Little Manhattan may make you cry. It may also get you wiping away the tracks of your tears as the ending credits roll. That way, when the lights come up, no one can tell what you were up to. The film is obvious, it's calculated, it's cheese. But if this love affair between pre-teens doesn't strike some sort of chord on your heartstrings, you may need to set your inner thermostat on defrost.
This story lasts two weeks, "but when you're 11 years old, two weeks can last a lifetime," says Gabe, a fifth-grader on Manhattan's Upper West Side. In Gabe's opinion, he owns the city, by which he means the several-block radius he's actually allowed to ride his scooter sans chaperone. One day, Gabe meets Rosemary Telesco in a karate class. Actually he's re-meeting her, since they went to nursery school together.

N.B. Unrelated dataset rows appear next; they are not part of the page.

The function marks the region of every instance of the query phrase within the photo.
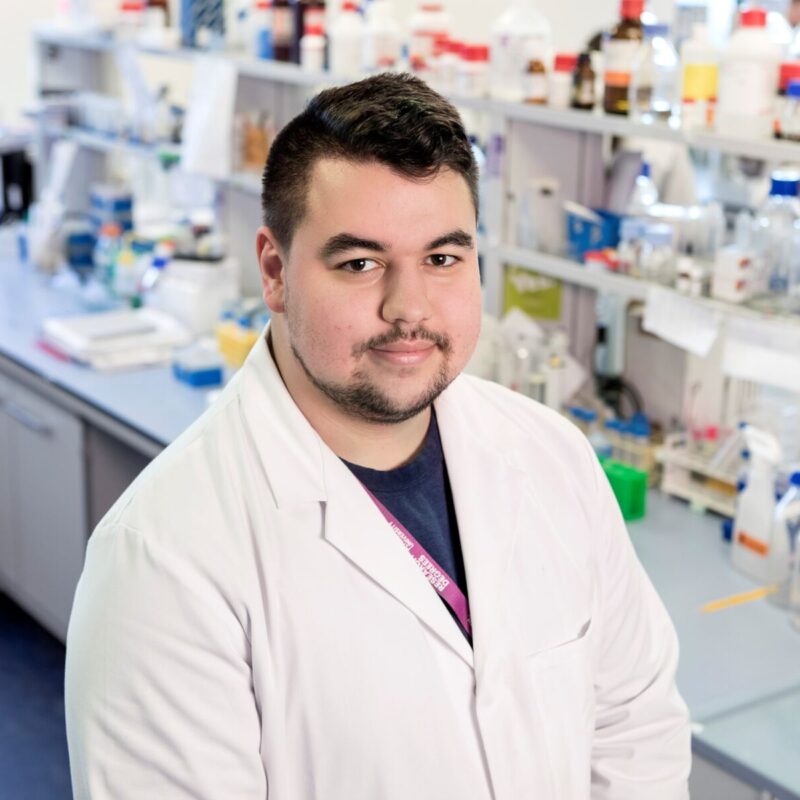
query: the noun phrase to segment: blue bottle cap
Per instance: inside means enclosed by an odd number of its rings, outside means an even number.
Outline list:
[[[741,456],[745,461],[747,461],[747,459],[750,458],[750,451],[749,450],[742,450]]]
[[[798,81],[798,83],[800,83],[800,81]],[[792,486],[800,486],[800,472],[793,472],[792,477],[789,478],[789,483],[791,483]]]
[[[800,81],[793,80],[789,81],[789,85],[786,87],[786,95],[787,97],[800,97]]]
[[[639,174],[645,178],[650,177],[650,164],[648,164],[647,161],[642,161],[642,170]]]
[[[796,172],[778,171],[770,176],[771,186],[769,193],[780,197],[797,197],[800,186],[800,176]]]

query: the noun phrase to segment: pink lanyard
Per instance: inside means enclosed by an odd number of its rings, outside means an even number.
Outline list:
[[[364,484],[361,484],[364,486]],[[372,498],[372,501],[383,514],[391,529],[397,534],[397,538],[411,554],[412,558],[420,568],[422,574],[428,579],[428,583],[439,593],[442,600],[453,609],[453,613],[461,623],[461,627],[472,636],[472,625],[469,619],[469,603],[464,596],[464,592],[458,588],[458,584],[436,563],[433,556],[409,533],[408,529],[400,522],[388,508],[386,508],[372,492],[364,486],[364,491]]]

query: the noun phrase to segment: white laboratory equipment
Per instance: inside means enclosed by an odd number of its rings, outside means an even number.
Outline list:
[[[775,479],[782,453],[778,440],[747,425],[744,438],[750,451],[746,485],[736,500],[733,522],[733,566],[754,580],[770,583],[769,551],[775,515]]]
[[[772,603],[788,606],[791,593],[791,576],[797,559],[800,533],[800,472],[793,472],[789,488],[775,507],[772,537],[769,547],[769,574],[778,584],[778,591],[769,596]]]

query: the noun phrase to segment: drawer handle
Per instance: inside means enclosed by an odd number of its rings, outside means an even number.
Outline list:
[[[15,419],[20,425],[24,425],[28,430],[34,433],[39,433],[42,436],[52,436],[53,429],[33,416],[29,411],[20,408],[16,403],[9,403],[8,401],[0,404],[0,408],[8,414],[9,417]]]

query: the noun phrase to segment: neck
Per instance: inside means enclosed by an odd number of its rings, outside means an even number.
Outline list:
[[[270,326],[267,344],[297,407],[339,458],[370,469],[390,470],[411,461],[422,448],[430,425],[430,407],[392,424],[352,416],[314,386],[278,326]]]

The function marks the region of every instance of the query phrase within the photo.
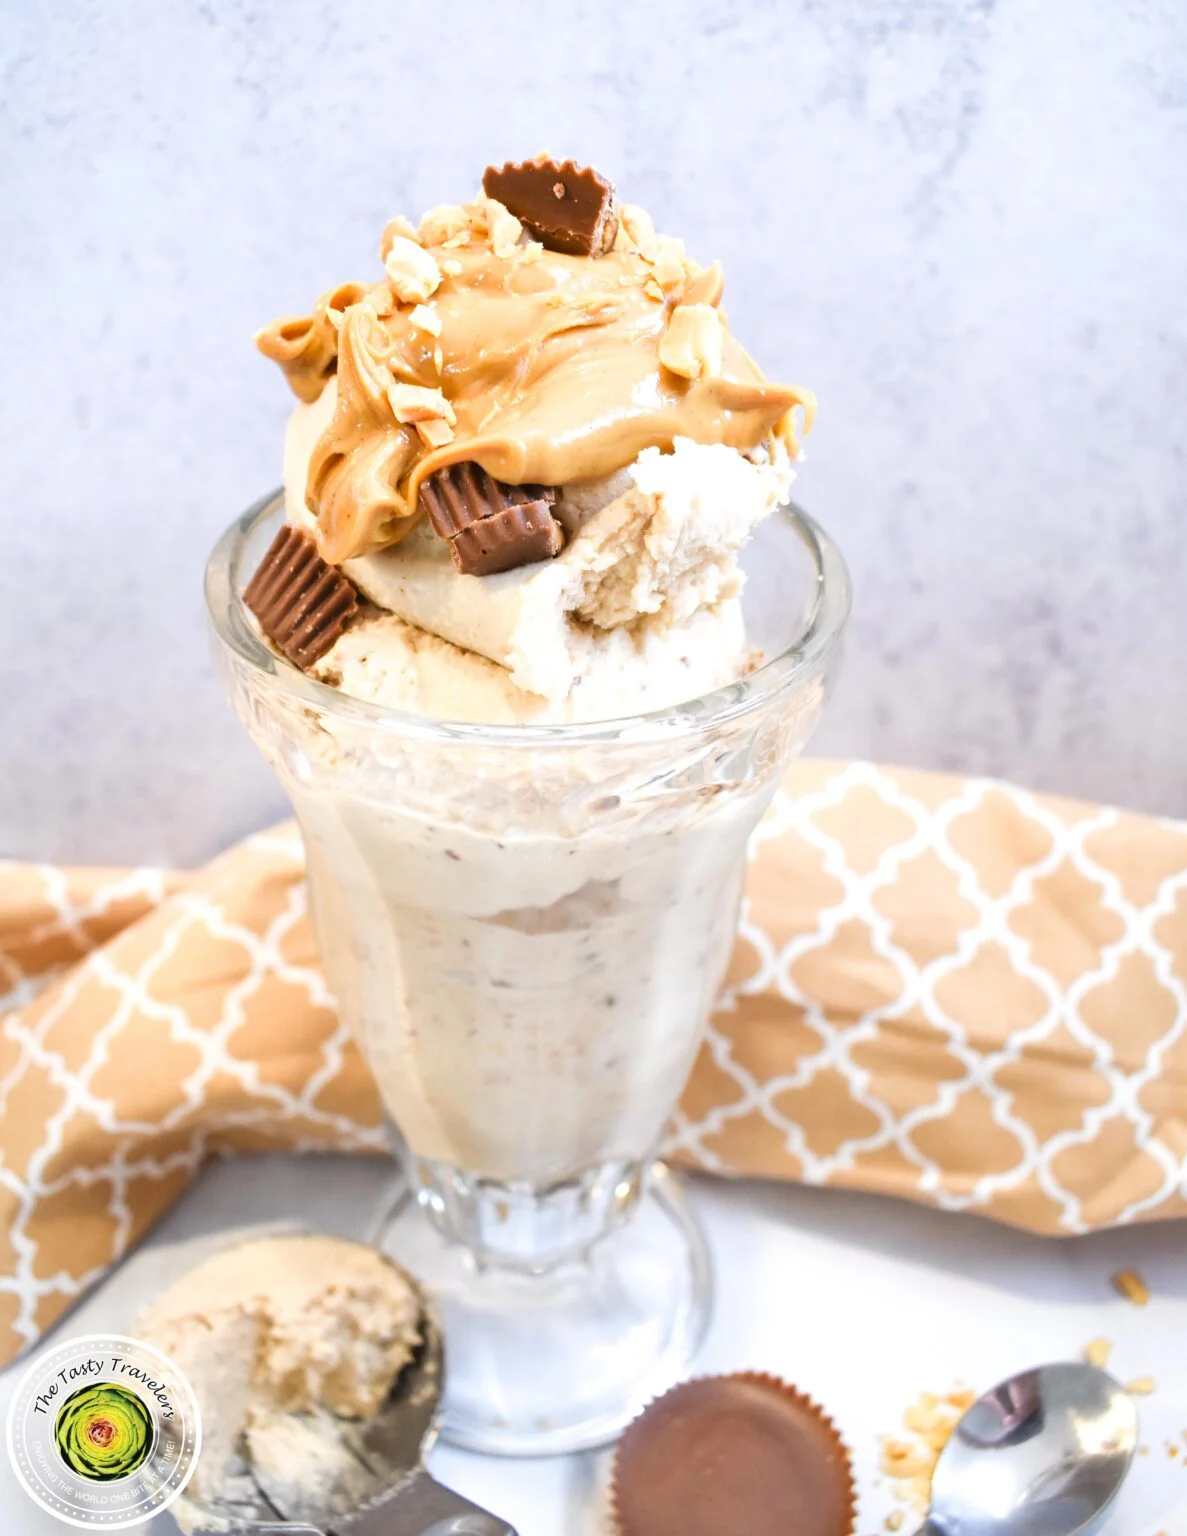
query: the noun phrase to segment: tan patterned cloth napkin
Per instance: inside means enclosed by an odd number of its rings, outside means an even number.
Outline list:
[[[384,1145],[292,827],[0,867],[0,1360],[211,1152]],[[669,1152],[1036,1232],[1187,1213],[1187,826],[797,763]]]

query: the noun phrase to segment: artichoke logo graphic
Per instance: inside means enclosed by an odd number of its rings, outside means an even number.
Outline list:
[[[101,1381],[66,1399],[58,1410],[54,1439],[72,1472],[107,1483],[135,1472],[152,1451],[156,1432],[135,1392]]]
[[[201,1449],[189,1382],[122,1334],[66,1339],[38,1356],[8,1410],[8,1455],[25,1492],[67,1525],[151,1520],[185,1488]]]

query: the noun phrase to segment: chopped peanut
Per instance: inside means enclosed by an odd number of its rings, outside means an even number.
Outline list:
[[[419,384],[389,384],[387,401],[396,420],[415,427],[428,447],[443,448],[453,441],[457,417],[439,389],[422,389]]]
[[[692,276],[685,284],[681,295],[682,304],[711,304],[714,309],[721,303],[721,295],[725,291],[725,273],[721,270],[721,263],[715,261],[711,267],[703,271],[693,271]]]
[[[934,1392],[921,1392],[918,1401],[903,1414],[903,1423],[908,1429],[926,1429],[935,1420],[939,1401]]]
[[[377,320],[386,320],[396,307],[396,296],[392,292],[390,283],[376,283],[370,290],[363,303],[375,315]],[[339,326],[341,329],[341,326]]]
[[[416,240],[416,227],[404,217],[397,214],[394,219],[389,219],[383,227],[383,234],[379,237],[379,259],[387,260],[387,253],[392,248],[392,241],[399,235],[405,240]]]
[[[1109,1356],[1113,1353],[1113,1346],[1108,1339],[1093,1339],[1084,1346],[1084,1358],[1089,1365],[1095,1365],[1104,1370],[1109,1363]]]
[[[389,384],[387,401],[392,415],[400,422],[457,421],[453,406],[439,389],[423,389],[419,384]]]
[[[1135,1307],[1144,1307],[1150,1300],[1150,1290],[1136,1269],[1123,1269],[1113,1276],[1114,1288],[1132,1301]]]
[[[679,304],[660,338],[659,360],[684,379],[721,374],[721,317],[710,304]]]
[[[447,421],[418,421],[417,436],[426,448],[444,448],[453,442],[453,428]]]
[[[912,1442],[887,1438],[882,1443],[882,1472],[893,1479],[895,1497],[923,1514],[931,1494],[931,1475],[952,1431],[976,1401],[966,1387],[938,1397],[921,1392],[903,1414]],[[892,1529],[898,1529],[897,1526]]]
[[[427,331],[430,336],[441,334],[441,316],[431,304],[418,304],[408,316],[408,323],[418,331]]]
[[[523,225],[497,198],[482,199],[486,212],[486,227],[490,235],[490,248],[496,256],[510,256],[519,244]]]
[[[905,1440],[887,1440],[882,1446],[882,1470],[888,1477],[913,1478],[929,1472],[931,1466],[926,1452]]]
[[[393,237],[383,265],[403,304],[423,304],[441,284],[441,269],[432,256],[404,235]]]
[[[456,203],[442,203],[440,207],[430,208],[421,219],[417,235],[422,245],[444,245],[459,235],[469,239],[470,216]]]
[[[614,244],[620,249],[633,248],[644,261],[653,261],[656,246],[655,225],[651,222],[651,215],[637,208],[634,203],[623,203],[618,210],[618,235]]]
[[[648,260],[652,275],[665,293],[683,288],[688,277],[683,240],[675,240],[670,235],[656,235],[655,253]]]
[[[1139,1376],[1135,1381],[1126,1382],[1125,1390],[1132,1397],[1149,1397],[1155,1390],[1153,1376]]]

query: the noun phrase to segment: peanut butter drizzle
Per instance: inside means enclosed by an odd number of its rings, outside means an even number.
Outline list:
[[[483,217],[492,208],[504,220],[498,253]],[[457,212],[469,216],[469,233],[432,250],[446,264],[425,301],[438,336],[414,325],[415,306],[380,282],[343,284],[312,316],[257,337],[302,400],[318,397],[337,359],[337,406],[306,487],[324,559],[341,564],[397,543],[418,521],[421,482],[466,459],[509,483],[564,485],[621,469],[644,448],[670,449],[677,437],[745,450],[778,431],[795,450],[792,412],[802,408],[810,425],[812,395],[768,383],[728,328],[718,376],[690,380],[660,365],[672,308],[686,292],[715,302],[716,269],[674,259],[675,242],[664,242],[657,267],[625,236],[596,258],[534,242],[508,249],[500,205]],[[396,421],[389,388],[401,384],[441,391],[452,440],[432,447]]]

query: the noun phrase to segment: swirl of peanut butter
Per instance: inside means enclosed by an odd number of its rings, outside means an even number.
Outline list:
[[[326,381],[333,377],[342,316],[369,291],[366,283],[339,283],[337,288],[322,294],[311,315],[274,320],[256,337],[256,345],[264,356],[284,369],[289,388],[298,400],[316,400]]]
[[[326,560],[398,542],[421,482],[462,460],[564,485],[678,437],[747,450],[775,433],[796,451],[793,413],[810,426],[810,392],[768,382],[734,340],[719,268],[623,212],[615,248],[588,257],[527,240],[490,199],[439,209],[415,244],[410,226],[395,238],[389,226],[386,281],[344,284],[312,316],[260,332],[302,400],[336,366],[306,486]]]

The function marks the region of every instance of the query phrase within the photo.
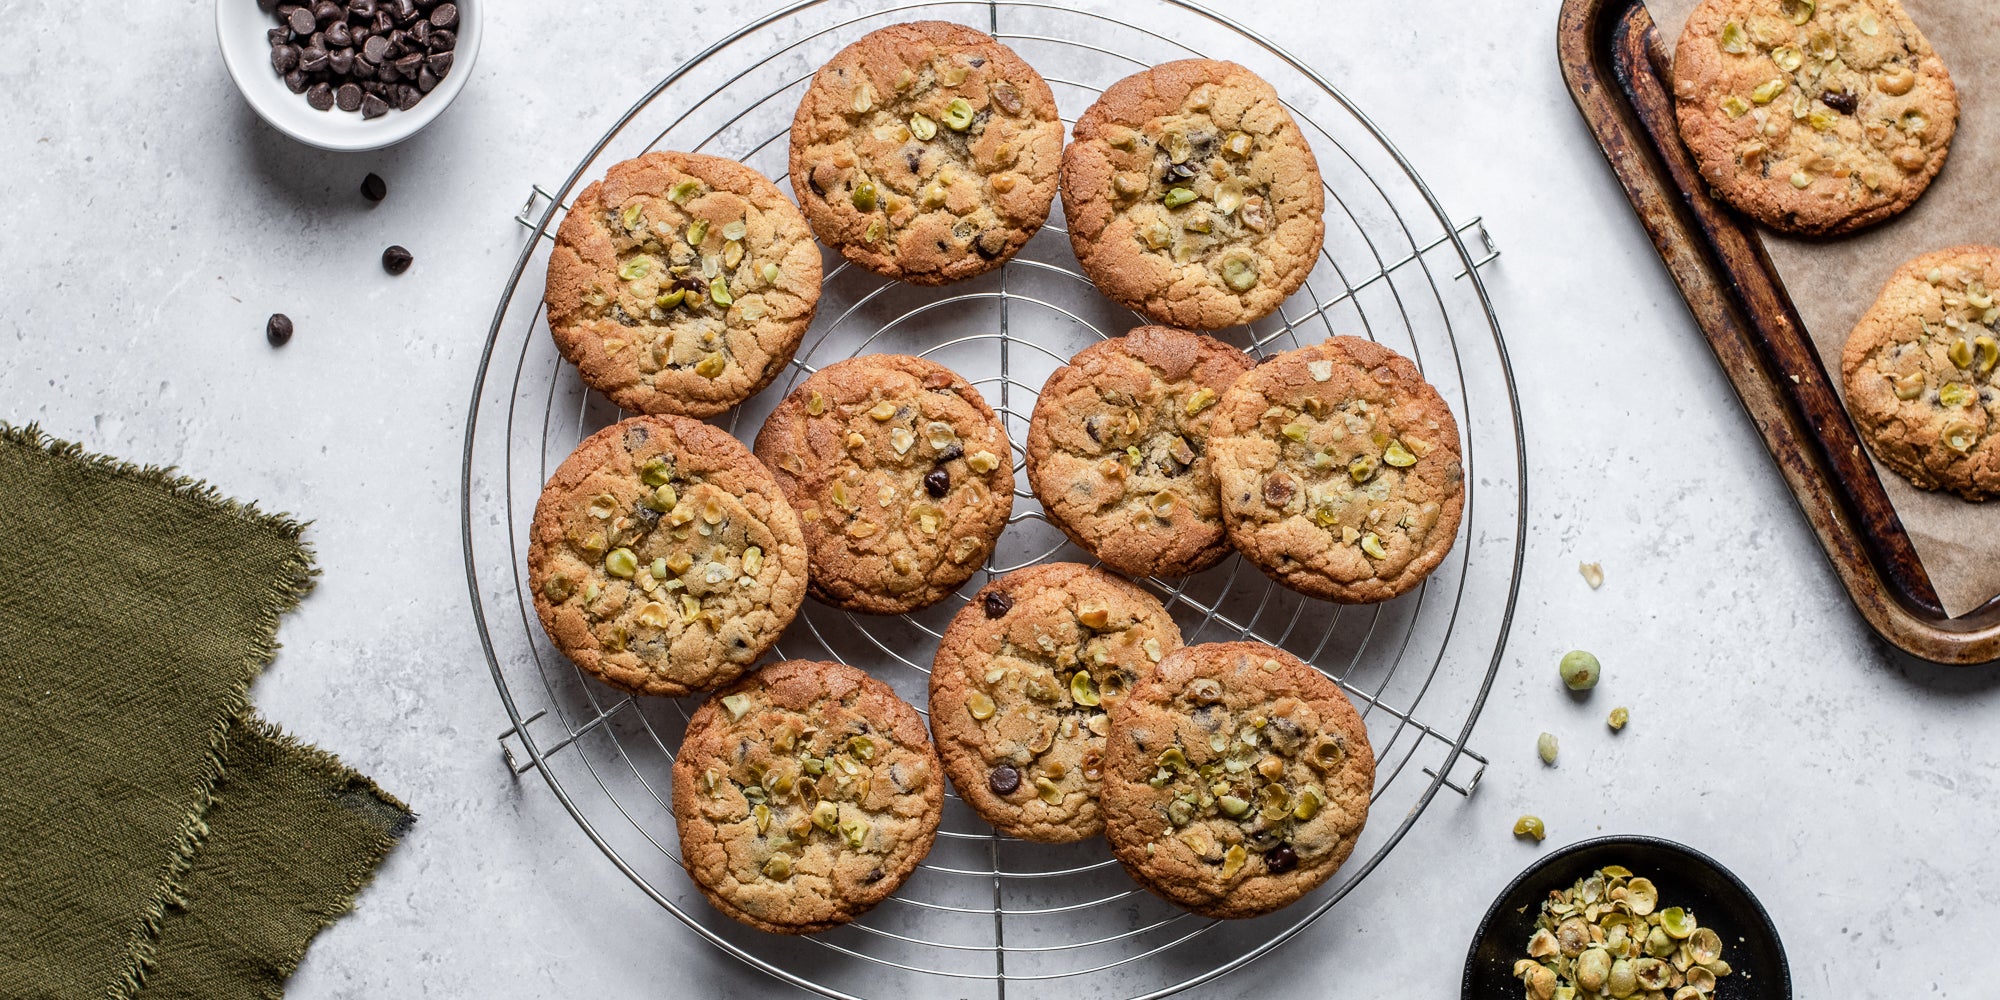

But when she whips his butt at karate, Gabe suddenly sees her in a new light. His next several days involve just about all the maddening curiosity and awkward confusion someone in their first decade can handle. A Cuban Missile Crisis level of importance is fixed on when that first kiss will come.
The form here is quite familiar and that takes a while to forgive. Movies like A Christmas Story were obvious jumping-off points for the writers. Not surprisingly, director Mark Levin worked as a writer and producer on the TV show "The Wonder Years." Here, he is helming a script written by his wife Jennifer Flackett. Little things happen all throughout the movie that you've seen thousands of times. Early on, when Gabe is falling for Rosemary, he's following her through her house and walks right into a glass door. How did they ever think of that? The setting's annoying too. Anyone familiar with New York City will feel acutely aware that the filmmakers didn't dare set the film in Alphabet City or Washington Heights. The tony neighborhood surrounding Central Park West just north of Lincoln Center is plenty safe for candy-coated reality.
In spite of all this predictability, Little Manhattan begins winning over its audience about midway through, largely on the shoulders of lead actor Josh Hutcherson. This kid is no Tiger Beat hottie-there's something very plain and authentic about the way he speaks and holds himself. He's recognizable. You may hear echoes of your own younger self or that of your best friend from grade school in his insights. These kids are smart and fascinated by their young lives, as actors and characters. As Rosemary, newcomer Charlie Ray is believable. The reason Gabe isn't sure if Rosemary likes him is because Rosemary isn't sure if she likes him. Ray handles that uncertainty spot-on. Spending about 90 minutes with these two does eventually warm the heart, even if they're stuck in a paint-by-numbers plot.